The Washington Commanders just admitted something New York Giants fans have known for months. The Marshon Lattimore experiment didn’t move the needle the way they hoped it would have.
When Washington pushed its chips in at last year’s trade deadline, it felt like a team convinced its window had cracked wide open. They were exceeding expectations under rookie quarterback Jayden Daniels and got caught sipping the Kool-Aid, thinking a mid-season trade for cornerback Marshon Lattimore would push them over the top. Spoiler alert: it didn't.
Fast forward one season, and that urgency looks more like impatience. According to ESPN's Adam Schefter, the Commies are cutting Lattimore and saving $18.5 million in cap space. Injuries played a role in his release, sure, but this feels bigger than that. This feels like a team recalibrating after realizing one hot stretch doesn’t really mean anything if there are holes everywhere else.
Commanders have informed former Pro-Bowl CB Marshon Lattimore that they intend to release him before the new league year begins, a move that will save the team $18.5 million in salary cap space, per sources. pic.twitter.com/KNDe1botDA
— Adam Schefter (@AdamSchefter) March 2, 2026
Giants fans saw Marshon Lattimore unraveling from a mile away
The Commanders will frame this strictly as a cap-saving move, but Giants fans know better. After years of watching their own front office spin roster decisions, reading between the lines has basically become a survival skill. This feels less like simple bookkeeping and more like an admission that Washington’s competitive window might not be as wide open as it looked after one promising year with Daniels under center.
It happens to the best of us. Sometimes you can’t help but get swept up in the moment, and the Commanders’ trade for Lattimore at the 2024 deadline was proof of it.
At the time, they were sitting high and mighty at 7-2, exceeding all expectations. In an attempt to buy all the way in, they swung a blockbuster trade with the New Orleans Saints, sending a third-, fourth-, and sixth-round pick to The Big Easy for Lattimore and a fifth-rounder in return.
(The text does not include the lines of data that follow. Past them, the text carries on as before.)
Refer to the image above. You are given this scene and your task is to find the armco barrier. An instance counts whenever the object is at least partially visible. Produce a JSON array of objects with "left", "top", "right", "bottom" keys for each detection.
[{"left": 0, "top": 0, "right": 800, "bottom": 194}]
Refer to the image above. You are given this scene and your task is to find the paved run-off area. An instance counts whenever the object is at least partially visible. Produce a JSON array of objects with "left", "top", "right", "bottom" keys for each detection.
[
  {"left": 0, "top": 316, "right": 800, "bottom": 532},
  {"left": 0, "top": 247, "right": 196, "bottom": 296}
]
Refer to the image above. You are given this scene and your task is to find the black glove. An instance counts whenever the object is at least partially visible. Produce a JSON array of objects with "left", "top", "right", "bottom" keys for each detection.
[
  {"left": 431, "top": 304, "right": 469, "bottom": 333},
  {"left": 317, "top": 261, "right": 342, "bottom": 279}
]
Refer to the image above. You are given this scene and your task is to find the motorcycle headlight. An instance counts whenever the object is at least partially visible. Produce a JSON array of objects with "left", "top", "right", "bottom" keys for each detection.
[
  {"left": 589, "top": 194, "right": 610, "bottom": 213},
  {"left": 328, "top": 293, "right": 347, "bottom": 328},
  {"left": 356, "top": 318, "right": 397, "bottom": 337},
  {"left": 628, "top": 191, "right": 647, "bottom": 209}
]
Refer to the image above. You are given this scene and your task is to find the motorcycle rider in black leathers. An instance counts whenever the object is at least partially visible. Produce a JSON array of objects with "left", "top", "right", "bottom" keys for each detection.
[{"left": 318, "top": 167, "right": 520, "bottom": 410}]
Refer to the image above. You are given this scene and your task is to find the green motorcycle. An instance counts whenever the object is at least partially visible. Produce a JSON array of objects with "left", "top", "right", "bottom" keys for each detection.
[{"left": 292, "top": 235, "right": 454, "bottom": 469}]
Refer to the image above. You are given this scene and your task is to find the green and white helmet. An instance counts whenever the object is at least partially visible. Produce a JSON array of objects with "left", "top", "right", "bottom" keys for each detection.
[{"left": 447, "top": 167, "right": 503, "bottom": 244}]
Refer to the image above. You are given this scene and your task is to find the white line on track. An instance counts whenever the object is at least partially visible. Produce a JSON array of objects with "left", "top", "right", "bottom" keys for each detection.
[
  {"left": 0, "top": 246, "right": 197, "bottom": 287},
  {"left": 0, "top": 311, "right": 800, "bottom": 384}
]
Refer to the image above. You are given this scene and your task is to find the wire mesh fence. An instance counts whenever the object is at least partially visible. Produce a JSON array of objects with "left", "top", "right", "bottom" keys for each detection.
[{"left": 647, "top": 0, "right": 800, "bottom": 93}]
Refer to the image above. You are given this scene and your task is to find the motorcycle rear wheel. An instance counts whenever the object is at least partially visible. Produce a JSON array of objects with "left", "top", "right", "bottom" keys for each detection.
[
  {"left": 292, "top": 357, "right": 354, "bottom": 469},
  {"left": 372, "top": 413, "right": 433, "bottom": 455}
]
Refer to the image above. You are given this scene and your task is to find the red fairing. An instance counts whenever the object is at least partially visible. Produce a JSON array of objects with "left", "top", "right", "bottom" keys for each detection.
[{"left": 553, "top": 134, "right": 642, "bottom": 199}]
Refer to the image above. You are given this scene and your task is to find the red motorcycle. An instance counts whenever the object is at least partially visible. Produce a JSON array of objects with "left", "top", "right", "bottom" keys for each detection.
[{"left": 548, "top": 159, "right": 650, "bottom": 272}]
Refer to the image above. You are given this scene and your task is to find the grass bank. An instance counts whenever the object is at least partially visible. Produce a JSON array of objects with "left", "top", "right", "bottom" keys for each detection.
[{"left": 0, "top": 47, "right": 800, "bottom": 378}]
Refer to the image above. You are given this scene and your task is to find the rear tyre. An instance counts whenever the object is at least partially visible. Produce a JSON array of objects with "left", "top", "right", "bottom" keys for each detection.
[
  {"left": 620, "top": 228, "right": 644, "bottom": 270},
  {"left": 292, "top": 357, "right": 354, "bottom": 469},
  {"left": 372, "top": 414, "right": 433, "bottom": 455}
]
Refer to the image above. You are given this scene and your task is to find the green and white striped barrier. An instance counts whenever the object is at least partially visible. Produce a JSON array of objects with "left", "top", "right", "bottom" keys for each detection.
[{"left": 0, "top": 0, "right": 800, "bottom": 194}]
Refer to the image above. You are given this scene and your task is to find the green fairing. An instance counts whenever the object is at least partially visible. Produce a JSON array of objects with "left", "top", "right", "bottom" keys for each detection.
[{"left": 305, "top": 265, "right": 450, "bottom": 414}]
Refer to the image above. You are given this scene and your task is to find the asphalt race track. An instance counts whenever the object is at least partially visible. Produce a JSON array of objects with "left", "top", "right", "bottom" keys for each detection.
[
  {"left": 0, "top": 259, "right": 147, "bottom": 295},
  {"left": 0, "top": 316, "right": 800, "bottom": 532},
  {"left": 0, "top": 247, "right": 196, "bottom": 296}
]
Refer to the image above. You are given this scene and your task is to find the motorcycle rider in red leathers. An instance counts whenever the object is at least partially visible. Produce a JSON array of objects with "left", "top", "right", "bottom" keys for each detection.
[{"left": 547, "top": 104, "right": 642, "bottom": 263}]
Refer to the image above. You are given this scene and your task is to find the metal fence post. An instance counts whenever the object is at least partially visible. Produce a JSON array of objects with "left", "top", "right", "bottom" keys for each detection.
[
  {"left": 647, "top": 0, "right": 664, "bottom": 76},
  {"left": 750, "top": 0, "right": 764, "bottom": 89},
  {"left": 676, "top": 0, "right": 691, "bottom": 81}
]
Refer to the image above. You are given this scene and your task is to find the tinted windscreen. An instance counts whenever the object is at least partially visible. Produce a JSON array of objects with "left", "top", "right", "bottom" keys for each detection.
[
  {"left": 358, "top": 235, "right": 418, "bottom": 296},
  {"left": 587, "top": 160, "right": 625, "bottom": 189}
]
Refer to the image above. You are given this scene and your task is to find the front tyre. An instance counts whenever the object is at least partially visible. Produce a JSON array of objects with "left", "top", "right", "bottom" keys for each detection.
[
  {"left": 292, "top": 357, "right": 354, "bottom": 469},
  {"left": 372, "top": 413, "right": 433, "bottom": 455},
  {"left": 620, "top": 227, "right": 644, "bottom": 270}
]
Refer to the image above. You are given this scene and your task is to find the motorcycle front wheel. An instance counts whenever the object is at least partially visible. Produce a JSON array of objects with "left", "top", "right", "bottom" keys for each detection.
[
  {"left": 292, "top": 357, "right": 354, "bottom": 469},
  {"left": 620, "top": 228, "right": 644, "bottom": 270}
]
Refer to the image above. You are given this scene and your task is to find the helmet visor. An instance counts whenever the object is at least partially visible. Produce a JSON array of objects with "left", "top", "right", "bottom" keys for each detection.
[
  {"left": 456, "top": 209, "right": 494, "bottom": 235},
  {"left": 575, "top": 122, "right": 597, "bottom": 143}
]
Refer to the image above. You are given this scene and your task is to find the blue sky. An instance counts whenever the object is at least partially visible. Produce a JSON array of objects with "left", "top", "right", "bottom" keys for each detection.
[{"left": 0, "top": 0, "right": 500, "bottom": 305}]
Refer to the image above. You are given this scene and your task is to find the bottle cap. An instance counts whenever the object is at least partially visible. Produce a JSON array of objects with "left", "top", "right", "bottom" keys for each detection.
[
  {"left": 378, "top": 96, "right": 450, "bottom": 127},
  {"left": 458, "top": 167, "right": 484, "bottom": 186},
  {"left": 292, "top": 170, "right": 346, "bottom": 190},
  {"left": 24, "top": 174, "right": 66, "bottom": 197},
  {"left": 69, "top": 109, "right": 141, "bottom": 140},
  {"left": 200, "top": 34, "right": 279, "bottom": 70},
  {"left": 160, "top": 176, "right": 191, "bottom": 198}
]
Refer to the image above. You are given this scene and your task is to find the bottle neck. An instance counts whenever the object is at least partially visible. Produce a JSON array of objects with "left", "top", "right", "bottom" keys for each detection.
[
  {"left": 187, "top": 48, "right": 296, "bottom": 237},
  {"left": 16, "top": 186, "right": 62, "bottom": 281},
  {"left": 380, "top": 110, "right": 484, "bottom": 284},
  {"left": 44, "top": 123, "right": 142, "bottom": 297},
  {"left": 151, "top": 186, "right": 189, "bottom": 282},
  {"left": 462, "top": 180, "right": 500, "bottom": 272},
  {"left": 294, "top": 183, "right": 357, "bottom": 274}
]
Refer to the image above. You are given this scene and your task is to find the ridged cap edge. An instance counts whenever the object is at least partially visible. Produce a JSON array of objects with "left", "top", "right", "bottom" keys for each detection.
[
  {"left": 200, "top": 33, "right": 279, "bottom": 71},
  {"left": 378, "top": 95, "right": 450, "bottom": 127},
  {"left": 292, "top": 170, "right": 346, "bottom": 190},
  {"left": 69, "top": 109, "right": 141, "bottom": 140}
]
Injuries have decimated what was once a promising career, and they did it again in the Nation’s capital, where he played just 11 regular-season games. In 2024 it was a hamstring. In 2025 it was a torn ACL. That definitely factored into his release, but they were also 5-12 last year and have only had two winning seasons since 2016. This felt like a back-to-the-drawing-board move as much as anything. And Giants fans would know -- it's kinda like our thing.
Now that the 29-year-old is officially open for business, there’s a chance the G-Men could take a flier on the nine-year veteran. If they were to sign him, you could argue he’d immediately be the team’s top corner if healthy -- and that's a big if. That’s how dire things are in North Jersey right now.